I’ve spent a good portion of my life working to measure and improve health care quality, so I was very interested to hear what Sarah Palin had to say about the McCain-Palin solution to our health care crisis. It seems that she and her running mate have developed a perfect solution not only for our too costly health care system, but also for all those other financial crises with which our nation is beset. It’s called the budget neutral tax credit, and it puts financial derivatives to shame.
According to Governor Palin, Senator McCain is
“proposing a $5,000 tax credit for families so that they can get out there and they can purchase their own health care coverage. That’s a smart thing to do. That’s budget neutral. That doesn’t cost the government anything . . .”

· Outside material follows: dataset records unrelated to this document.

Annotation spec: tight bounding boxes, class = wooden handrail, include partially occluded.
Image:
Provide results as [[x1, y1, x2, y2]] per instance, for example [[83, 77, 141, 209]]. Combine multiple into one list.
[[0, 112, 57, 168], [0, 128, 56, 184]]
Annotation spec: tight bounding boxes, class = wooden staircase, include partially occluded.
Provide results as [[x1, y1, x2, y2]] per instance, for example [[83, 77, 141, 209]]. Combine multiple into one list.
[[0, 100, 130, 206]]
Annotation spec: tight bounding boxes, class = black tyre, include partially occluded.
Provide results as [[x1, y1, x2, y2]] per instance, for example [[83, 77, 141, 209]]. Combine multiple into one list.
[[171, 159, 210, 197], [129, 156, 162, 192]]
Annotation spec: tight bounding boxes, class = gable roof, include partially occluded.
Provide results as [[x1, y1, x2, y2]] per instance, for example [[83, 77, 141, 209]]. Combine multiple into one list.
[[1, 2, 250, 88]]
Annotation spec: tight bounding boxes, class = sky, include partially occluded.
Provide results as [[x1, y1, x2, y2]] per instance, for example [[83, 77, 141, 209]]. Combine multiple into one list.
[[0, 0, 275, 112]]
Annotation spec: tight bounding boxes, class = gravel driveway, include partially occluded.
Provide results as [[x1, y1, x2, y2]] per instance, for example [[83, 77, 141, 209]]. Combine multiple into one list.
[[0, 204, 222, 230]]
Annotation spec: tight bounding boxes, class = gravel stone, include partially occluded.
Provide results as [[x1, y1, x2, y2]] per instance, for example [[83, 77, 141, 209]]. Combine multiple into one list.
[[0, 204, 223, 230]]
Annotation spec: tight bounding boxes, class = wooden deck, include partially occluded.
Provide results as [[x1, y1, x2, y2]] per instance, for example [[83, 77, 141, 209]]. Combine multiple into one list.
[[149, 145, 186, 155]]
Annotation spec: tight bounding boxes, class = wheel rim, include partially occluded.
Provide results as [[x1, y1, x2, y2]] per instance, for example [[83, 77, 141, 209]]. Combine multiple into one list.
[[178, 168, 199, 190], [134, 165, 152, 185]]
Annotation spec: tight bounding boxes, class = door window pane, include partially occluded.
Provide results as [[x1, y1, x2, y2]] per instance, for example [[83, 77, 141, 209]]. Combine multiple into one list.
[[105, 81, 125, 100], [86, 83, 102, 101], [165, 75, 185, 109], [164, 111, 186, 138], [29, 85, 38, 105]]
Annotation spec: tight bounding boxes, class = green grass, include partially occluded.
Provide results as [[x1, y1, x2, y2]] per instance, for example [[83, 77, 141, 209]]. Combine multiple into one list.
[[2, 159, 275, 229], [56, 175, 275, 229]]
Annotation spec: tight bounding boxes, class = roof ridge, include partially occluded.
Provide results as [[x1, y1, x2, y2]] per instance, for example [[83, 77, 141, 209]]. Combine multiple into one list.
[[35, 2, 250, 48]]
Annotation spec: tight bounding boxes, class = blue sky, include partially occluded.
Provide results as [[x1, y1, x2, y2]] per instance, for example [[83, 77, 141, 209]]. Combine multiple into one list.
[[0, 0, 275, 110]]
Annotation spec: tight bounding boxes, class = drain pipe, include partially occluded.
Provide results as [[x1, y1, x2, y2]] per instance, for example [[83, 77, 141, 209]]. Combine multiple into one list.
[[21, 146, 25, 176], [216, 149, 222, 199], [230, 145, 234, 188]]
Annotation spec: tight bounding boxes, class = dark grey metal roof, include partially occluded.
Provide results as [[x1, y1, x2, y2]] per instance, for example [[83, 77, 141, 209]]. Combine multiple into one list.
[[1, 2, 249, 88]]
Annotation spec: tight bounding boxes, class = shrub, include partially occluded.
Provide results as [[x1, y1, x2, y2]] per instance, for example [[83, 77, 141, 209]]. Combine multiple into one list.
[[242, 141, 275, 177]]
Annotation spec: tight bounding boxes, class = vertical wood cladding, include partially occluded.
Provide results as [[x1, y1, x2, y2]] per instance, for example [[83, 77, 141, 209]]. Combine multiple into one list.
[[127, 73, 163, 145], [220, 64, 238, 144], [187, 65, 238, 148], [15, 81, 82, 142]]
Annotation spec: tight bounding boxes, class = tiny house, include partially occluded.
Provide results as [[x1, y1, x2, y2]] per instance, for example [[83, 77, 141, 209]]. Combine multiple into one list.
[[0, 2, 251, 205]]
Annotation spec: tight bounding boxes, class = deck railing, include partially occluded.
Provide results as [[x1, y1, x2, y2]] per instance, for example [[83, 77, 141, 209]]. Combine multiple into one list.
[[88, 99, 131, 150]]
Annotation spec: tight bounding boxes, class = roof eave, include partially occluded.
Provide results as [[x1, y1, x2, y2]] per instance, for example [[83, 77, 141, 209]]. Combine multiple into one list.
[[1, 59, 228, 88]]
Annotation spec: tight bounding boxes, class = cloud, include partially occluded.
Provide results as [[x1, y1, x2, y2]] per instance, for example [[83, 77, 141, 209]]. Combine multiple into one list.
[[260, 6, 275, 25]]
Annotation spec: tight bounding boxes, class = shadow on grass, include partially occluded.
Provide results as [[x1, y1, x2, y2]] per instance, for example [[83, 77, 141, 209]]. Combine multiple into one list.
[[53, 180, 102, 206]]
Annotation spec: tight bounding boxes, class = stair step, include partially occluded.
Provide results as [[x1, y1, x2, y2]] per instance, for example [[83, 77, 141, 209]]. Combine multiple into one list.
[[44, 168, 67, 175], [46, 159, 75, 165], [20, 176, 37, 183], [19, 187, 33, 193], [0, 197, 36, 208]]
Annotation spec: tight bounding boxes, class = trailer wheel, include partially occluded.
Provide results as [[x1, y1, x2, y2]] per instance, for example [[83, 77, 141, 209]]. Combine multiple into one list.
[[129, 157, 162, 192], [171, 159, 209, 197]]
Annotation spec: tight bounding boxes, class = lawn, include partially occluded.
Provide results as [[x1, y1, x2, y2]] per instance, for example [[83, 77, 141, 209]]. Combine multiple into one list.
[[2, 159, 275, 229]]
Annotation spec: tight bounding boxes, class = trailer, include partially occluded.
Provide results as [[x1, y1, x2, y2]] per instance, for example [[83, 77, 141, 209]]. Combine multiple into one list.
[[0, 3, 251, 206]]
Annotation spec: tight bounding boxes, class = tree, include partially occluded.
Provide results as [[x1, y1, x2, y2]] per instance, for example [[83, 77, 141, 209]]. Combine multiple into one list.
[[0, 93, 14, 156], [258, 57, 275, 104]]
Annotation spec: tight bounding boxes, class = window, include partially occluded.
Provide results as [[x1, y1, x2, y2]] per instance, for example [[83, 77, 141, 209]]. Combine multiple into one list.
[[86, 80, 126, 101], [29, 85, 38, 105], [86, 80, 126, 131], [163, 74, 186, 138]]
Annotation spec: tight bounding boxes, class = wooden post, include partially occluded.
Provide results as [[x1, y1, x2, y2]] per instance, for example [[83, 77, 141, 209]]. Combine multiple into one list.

If families can use budget neutral tax credits to purchase health insurance, why can’t we also use them to buy up those little old toxic derivatives Warren Buffet condemned as “financial weapons of mass destruction” in 2002? I know some accounting geniuses at the Congressional Budget Office will insist we have to borrow $700,000,000,000 to pay for the Wall Street bailout, but why raise the national debt and pay all that interest when we can purchase that undervalued paper with budget neutral tax credits. And if the Saudi’s will buy into this novel concept, viola, the energy crisis will be solved, at least through the next generation.
Leave it to a Democratic spoilsport like Joe Biden to point out that the McCain-Palin plan achieves budget neutrality by repealing the tax deduction employers receive on their contributions to their workers’ health insurance. According to John McCain and Sarah Palin, allowing temporary tax reductions to expire is a massive tax increase but repealing a long-standing tax deduction is not. After Wall Street’s derivative ponzi scheme, the McCain-Palin health reform package begins with an interesting shell game in which the right hand giveth and the left hand taketh away. And somehow, when the game is over, it’s always hardworking American taxpayers who are left holding the bag.
Which leads us to the first rule of practical decision making: “If it sounds too good to be true, it probably is.”